Can you use fluid.datasetquery~ to filter other datasets?

One of the new things I’d like to add to SP-Tools is the ability to filter datasets as part of the corpus curation process. This is what fluid.datasetquery~ is meant to be used for. Now my misgivings about its interface aside, there are times where I want to filter by criteria that I’m not including in a queryable data space. For example duration, time centroid, amount of attacks, etc… Up to this point I have been keeping these in a separate/parallel coll and pulling up the (meta)data when needed, but now I’d like to filter a dataset based on some of these values.

Towards that end I’ve moved the contents of my coll into a dict and then into a fluid.dataset~ so I can use it as criteria to filter the data. This works ok except the dataset that I’m processing on is not the one that I actually want to filter.

I initially thought I would do this and then get the indices that were removed by dumping the dataset to a dict and then individually removing rows that way, but obviously what is left in the dataset is what was not removed.

I could do an ugly thing where I concatenate the column that I want to query with into the same dataset, then just not move that column over when I do the query itself, but that gets rough in that I may want to query with varied criteria. More importantly I want to do this to a whole bunch of datasets. In SP-Tools when I create a “corpus analysis file” it has close to 30 datasets in it (for different time scales, descriptor types, and pre-scaled/normalized versions of things) so having to manually concatenate, process, trim, and dump all of these each time I make a query would be brutal.
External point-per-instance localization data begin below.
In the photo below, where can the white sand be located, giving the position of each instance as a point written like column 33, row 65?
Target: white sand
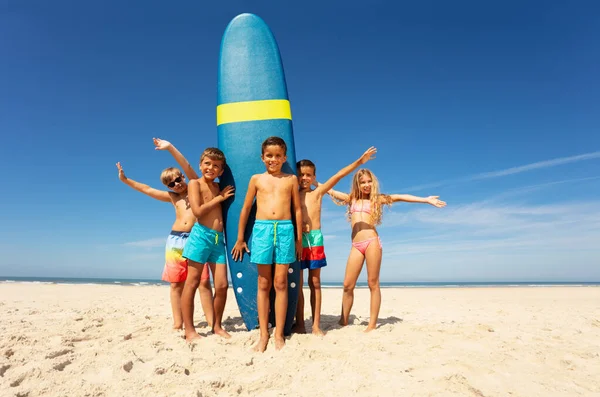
column 91, row 340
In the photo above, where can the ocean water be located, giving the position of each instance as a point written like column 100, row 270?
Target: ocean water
column 324, row 284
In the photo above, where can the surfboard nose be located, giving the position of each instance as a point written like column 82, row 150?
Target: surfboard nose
column 249, row 52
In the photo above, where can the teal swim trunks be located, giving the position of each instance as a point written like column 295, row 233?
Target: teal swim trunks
column 273, row 242
column 205, row 245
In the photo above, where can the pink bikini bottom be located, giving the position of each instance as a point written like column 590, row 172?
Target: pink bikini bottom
column 363, row 245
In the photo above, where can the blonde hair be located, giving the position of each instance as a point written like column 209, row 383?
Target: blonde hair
column 377, row 199
column 169, row 174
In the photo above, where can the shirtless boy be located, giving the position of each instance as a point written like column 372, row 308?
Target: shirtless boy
column 313, row 253
column 206, row 242
column 176, row 268
column 274, row 240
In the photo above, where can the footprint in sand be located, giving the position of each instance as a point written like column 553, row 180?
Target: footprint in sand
column 61, row 366
column 59, row 353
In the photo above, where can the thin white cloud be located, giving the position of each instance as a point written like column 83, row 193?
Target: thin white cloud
column 149, row 243
column 511, row 171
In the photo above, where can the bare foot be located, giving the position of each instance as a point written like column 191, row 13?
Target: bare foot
column 261, row 346
column 279, row 343
column 222, row 333
column 298, row 329
column 191, row 337
column 317, row 331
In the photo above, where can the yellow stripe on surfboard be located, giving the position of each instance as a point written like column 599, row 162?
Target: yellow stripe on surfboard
column 237, row 112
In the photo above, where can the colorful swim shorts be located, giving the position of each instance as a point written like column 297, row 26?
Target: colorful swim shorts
column 273, row 242
column 175, row 270
column 205, row 246
column 313, row 252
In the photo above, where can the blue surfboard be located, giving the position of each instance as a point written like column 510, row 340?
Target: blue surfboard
column 252, row 105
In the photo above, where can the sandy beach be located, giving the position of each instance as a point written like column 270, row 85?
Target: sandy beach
column 102, row 340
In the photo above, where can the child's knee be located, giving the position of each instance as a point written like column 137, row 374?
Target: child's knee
column 314, row 283
column 280, row 283
column 349, row 286
column 264, row 284
column 204, row 284
column 221, row 286
column 373, row 283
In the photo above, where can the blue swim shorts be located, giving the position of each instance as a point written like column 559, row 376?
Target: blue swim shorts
column 205, row 245
column 273, row 242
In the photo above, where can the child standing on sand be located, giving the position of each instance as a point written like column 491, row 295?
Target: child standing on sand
column 206, row 242
column 313, row 253
column 274, row 240
column 365, row 209
column 176, row 269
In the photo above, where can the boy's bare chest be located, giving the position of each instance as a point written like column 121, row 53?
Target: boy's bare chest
column 273, row 187
column 208, row 192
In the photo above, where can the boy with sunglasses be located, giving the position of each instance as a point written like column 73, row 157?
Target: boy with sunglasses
column 176, row 266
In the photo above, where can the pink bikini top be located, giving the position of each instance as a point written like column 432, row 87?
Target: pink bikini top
column 364, row 206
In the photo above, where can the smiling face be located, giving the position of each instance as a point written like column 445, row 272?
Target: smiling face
column 211, row 169
column 274, row 157
column 365, row 184
column 306, row 176
column 177, row 184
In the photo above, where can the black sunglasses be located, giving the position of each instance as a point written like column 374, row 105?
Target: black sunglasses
column 176, row 180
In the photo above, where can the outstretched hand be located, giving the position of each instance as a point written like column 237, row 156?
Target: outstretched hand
column 161, row 144
column 238, row 250
column 227, row 192
column 121, row 172
column 368, row 155
column 435, row 201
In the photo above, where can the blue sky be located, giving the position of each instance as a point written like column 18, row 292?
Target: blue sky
column 494, row 107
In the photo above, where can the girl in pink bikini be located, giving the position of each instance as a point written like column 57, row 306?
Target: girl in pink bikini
column 365, row 209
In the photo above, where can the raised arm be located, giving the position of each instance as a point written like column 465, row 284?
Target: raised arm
column 298, row 216
column 240, row 245
column 199, row 207
column 188, row 170
column 331, row 182
column 338, row 197
column 143, row 188
column 433, row 200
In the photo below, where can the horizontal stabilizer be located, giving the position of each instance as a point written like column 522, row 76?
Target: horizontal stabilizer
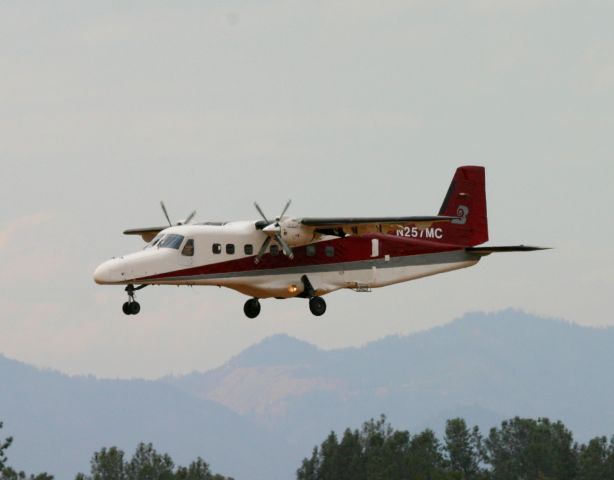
column 504, row 249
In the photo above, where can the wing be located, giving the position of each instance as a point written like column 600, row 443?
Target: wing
column 147, row 234
column 340, row 222
column 359, row 225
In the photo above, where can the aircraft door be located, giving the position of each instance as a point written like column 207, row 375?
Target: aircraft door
column 186, row 256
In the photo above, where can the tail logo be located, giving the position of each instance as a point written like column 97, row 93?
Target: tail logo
column 461, row 212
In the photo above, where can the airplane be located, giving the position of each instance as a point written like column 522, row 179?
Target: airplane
column 307, row 257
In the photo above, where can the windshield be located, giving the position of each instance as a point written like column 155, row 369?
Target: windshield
column 171, row 241
column 154, row 242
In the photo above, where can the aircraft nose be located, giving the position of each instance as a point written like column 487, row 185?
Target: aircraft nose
column 106, row 273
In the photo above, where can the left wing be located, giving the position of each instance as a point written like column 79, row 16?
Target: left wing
column 340, row 226
column 340, row 222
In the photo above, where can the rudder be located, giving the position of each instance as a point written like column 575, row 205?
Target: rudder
column 466, row 199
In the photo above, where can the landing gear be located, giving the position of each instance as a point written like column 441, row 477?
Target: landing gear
column 132, row 307
column 317, row 305
column 252, row 308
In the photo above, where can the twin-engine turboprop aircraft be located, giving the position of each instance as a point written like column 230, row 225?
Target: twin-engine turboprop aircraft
column 310, row 257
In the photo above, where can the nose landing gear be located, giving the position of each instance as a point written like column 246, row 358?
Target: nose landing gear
column 132, row 307
column 251, row 308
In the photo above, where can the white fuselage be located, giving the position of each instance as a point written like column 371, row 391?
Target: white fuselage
column 224, row 255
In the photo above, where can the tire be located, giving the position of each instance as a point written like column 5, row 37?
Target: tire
column 135, row 308
column 252, row 308
column 317, row 305
column 126, row 308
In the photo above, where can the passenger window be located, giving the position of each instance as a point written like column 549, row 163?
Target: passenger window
column 171, row 241
column 188, row 248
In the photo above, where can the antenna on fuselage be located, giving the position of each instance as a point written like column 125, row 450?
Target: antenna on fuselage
column 187, row 220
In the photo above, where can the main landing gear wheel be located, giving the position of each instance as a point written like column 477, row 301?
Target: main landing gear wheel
column 317, row 305
column 131, row 307
column 252, row 308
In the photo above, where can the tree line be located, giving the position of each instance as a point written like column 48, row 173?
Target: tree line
column 519, row 449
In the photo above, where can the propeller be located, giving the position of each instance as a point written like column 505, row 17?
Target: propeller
column 185, row 221
column 273, row 229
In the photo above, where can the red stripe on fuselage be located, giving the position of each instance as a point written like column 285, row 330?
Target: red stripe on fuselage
column 348, row 249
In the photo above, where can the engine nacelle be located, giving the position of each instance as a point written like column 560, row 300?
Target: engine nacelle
column 296, row 234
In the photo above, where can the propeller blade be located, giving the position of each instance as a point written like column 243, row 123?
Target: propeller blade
column 166, row 214
column 287, row 250
column 190, row 217
column 261, row 212
column 262, row 250
column 284, row 210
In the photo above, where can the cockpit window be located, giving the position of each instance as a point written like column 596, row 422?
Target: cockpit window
column 188, row 248
column 171, row 240
column 155, row 241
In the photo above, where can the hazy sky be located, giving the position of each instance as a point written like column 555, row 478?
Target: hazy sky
column 347, row 107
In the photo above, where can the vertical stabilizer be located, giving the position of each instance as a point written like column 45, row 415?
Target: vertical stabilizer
column 466, row 199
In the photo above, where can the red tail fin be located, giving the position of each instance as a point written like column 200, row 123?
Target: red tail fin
column 466, row 198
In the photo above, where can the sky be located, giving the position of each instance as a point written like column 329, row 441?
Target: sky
column 346, row 107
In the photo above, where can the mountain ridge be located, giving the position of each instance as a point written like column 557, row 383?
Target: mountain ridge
column 273, row 402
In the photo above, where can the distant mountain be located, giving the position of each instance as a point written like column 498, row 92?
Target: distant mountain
column 484, row 367
column 59, row 421
column 260, row 413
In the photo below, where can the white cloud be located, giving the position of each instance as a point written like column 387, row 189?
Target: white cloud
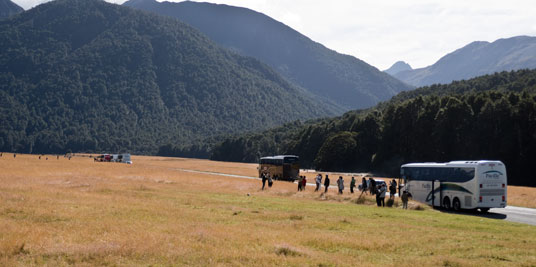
column 383, row 31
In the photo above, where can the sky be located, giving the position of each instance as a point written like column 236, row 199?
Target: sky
column 381, row 32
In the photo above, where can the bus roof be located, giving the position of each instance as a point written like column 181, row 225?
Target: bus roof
column 280, row 157
column 454, row 163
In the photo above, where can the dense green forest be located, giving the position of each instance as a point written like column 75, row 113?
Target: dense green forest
column 89, row 76
column 489, row 117
column 8, row 8
column 347, row 81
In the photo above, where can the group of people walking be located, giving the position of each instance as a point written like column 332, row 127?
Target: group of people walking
column 375, row 188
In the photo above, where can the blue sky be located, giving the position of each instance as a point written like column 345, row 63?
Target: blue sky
column 382, row 32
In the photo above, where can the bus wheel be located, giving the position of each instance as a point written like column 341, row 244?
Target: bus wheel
column 446, row 203
column 456, row 204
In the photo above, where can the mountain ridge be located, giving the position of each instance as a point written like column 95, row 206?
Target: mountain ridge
column 398, row 67
column 9, row 8
column 86, row 75
column 476, row 59
column 343, row 79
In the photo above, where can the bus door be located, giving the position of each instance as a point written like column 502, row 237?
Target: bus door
column 286, row 171
column 437, row 194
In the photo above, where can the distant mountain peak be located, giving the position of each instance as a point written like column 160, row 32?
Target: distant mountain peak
column 398, row 67
column 344, row 81
column 8, row 8
column 476, row 59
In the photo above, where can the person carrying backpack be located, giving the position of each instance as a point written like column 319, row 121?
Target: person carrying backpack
column 340, row 184
column 318, row 181
column 263, row 177
column 326, row 184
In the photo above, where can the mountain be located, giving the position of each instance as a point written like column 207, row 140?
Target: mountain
column 488, row 117
column 476, row 59
column 398, row 67
column 86, row 75
column 8, row 8
column 342, row 79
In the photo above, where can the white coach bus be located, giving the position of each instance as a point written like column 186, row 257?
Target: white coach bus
column 457, row 184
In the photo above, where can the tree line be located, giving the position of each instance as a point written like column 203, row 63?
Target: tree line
column 489, row 117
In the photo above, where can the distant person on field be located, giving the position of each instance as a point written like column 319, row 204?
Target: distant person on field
column 373, row 188
column 340, row 184
column 352, row 185
column 270, row 181
column 405, row 200
column 392, row 189
column 381, row 195
column 364, row 185
column 263, row 177
column 326, row 184
column 318, row 181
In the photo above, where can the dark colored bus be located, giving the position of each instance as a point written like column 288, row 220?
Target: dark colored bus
column 283, row 167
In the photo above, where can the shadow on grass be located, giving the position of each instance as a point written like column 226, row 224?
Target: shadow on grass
column 489, row 215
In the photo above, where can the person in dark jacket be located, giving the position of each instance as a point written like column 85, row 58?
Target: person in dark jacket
column 373, row 188
column 263, row 176
column 364, row 185
column 326, row 184
column 318, row 181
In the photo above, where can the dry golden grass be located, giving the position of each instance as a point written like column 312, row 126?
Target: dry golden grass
column 61, row 212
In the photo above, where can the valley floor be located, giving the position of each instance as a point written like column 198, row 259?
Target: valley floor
column 63, row 212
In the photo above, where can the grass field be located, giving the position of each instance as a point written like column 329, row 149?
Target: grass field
column 64, row 212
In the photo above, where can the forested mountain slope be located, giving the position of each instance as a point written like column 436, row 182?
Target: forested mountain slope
column 8, row 8
column 86, row 75
column 489, row 117
column 345, row 80
column 476, row 59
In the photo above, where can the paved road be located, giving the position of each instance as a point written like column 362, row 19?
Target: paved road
column 510, row 213
column 514, row 214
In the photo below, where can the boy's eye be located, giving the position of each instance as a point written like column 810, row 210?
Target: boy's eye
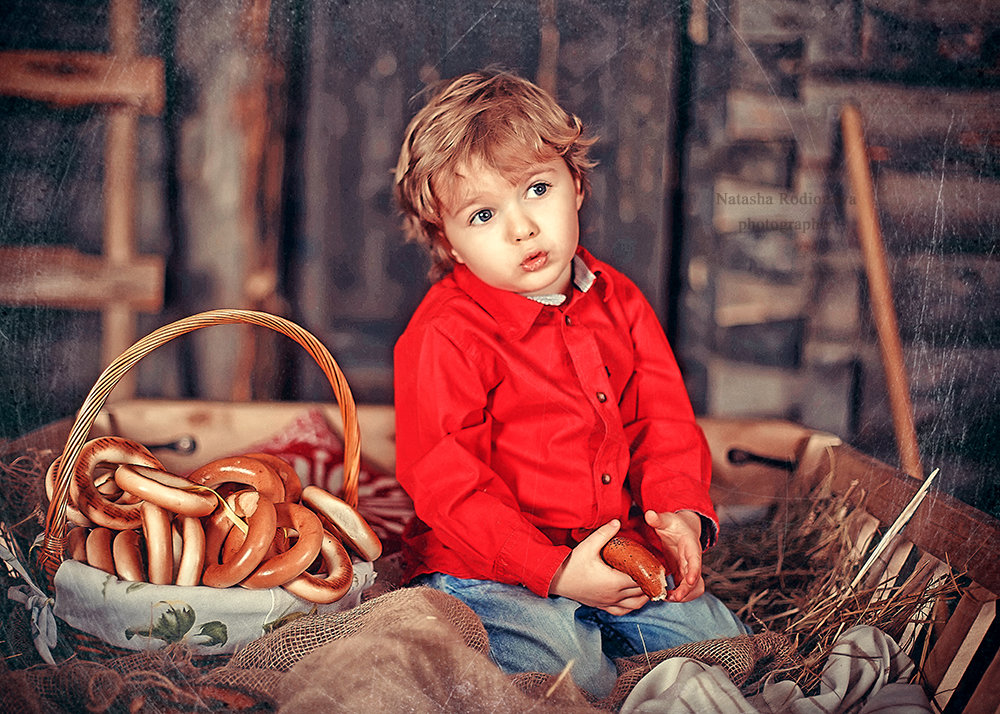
column 482, row 216
column 539, row 189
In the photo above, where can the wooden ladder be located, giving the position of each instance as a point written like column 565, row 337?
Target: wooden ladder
column 119, row 282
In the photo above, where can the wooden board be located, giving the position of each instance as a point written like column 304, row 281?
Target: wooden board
column 76, row 78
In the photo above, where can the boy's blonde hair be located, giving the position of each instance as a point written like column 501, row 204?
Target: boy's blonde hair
column 491, row 116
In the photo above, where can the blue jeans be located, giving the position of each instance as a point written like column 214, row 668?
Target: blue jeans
column 529, row 633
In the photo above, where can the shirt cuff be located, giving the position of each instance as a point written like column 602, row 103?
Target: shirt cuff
column 527, row 561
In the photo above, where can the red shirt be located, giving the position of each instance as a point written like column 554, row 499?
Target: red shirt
column 521, row 428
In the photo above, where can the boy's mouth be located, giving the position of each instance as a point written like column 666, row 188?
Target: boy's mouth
column 535, row 261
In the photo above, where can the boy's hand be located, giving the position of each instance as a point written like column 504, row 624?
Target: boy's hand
column 586, row 578
column 680, row 534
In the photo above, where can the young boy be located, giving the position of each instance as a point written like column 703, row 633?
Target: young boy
column 539, row 409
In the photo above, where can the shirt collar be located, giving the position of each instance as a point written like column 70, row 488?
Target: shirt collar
column 583, row 280
column 515, row 314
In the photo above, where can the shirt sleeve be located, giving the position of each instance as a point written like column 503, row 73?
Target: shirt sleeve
column 443, row 437
column 671, row 466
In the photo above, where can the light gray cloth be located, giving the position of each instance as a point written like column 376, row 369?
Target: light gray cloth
column 866, row 672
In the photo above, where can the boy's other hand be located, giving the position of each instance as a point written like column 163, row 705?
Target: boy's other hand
column 680, row 534
column 586, row 578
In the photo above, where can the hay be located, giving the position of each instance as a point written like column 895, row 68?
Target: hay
column 792, row 573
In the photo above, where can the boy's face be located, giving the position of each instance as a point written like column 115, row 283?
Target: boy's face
column 518, row 236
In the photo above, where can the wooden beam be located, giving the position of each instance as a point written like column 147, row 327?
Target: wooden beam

Is there a way to process a query with fluid.datasetquery~ but somehow get the results of that process in a way that I can then use to manually remove individual rows from a whole load of datasets?

Or is there a way to filter one dataset with the contents of another one being used as a filter?

This is what fluid.datasetquery’s transformjoin message is for, if I correctly understand what you want

1 Like

Hmm, it looks like it might.

Definitely a bit of a confusing message name and interface (and help/example), as I looked through the tabs and reference file for a while and couldn’t figure out what I was looking for.

(post deleted by author)

Yeah, I agree it’s very much in that category of names that’s a bit jargony: join is the name of the SQL manoeuvre that would do the equivalent thing. I think we should relabel the help file tab to something better.